To remedy this impact, the CPUC’s fixed charge proposal has lower fixed charges for those in the utilities’ current low-income assistance programs. Because those customers will also see the same lower electricity usage rates as everyone else, the total electricity bill should go down for the average customer on a low-income rate plan once fixed charges are adopted. These lower rates would meet the legislative requirement to adopt income-based fixed charges.

Drivers of the average electric vehicle save money on fuel compared to the average gasoline vehicle, but the savings are higher under the proposed fixed cost rates. The average battery electric electric vehicle has an efficiency of 0.294 kilowatt-hours per mile and the average gasoline vehicle is 26 miles per gallon. (Electric rates shown are for the lowest cost Time-of-Use option available.) Source: UCS.

Fixed charges help make climate solutions more attractive, but aren’t a fix for the larger problem.

The recent CPUC rate structure proposal with a modest fixed charge could be an improvement for a lot of Californians.

Fixed charges help reduce the cost of using electricity and therefore make EVs and electric heating more attractive than the more polluting fossil fuel-powered alternatives.

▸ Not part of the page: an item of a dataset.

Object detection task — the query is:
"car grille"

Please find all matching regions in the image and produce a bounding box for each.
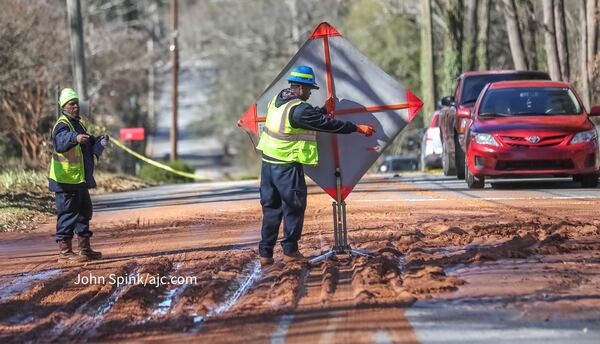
[500,135,567,147]
[495,159,574,171]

But when and if the rate structure change is finalized (planned for late 2025 or 2026), it still won’t get at the reason for a significant portion of the recent electricity rate hikes: wildfire mitigation. The deadly and expensive wildfires increasing electricity bills are tied to climate change, driven in large part by the carbon emissions from large fossil fuel companies.

We’re at a critical moment in California. The transition to clean transportation and clean energy is underway and we have to get it right. The latest fixed charge proposal by the CPUC comes after repeated electricity rate increases that are pinching many California households. The fixed charge proposal is a step in the right direction for preserving the economic benefit of switching from fossil fuels to electricity-based climate solutions since electrifying our homes, cars, and trucks are all critically necessary. But as the costs of climate risks and climate adaptation continue to rise from wildfires, flooding, and heat waves, California will need better policies to ensure that it’s not just ratepayers who are bearing the costs.

How we pay for the cost of powering the state with clean energy must catch up with our climate ambitions. If the state is going to continue to lead on decarbonizing energy and transportation, then California must hold large fossil fuel industry accountable for the costs they have created. We can’t continue to saddle the solutions we need for limiting climate change, like electrification, with the costs created over decades by the fossil fuel industry.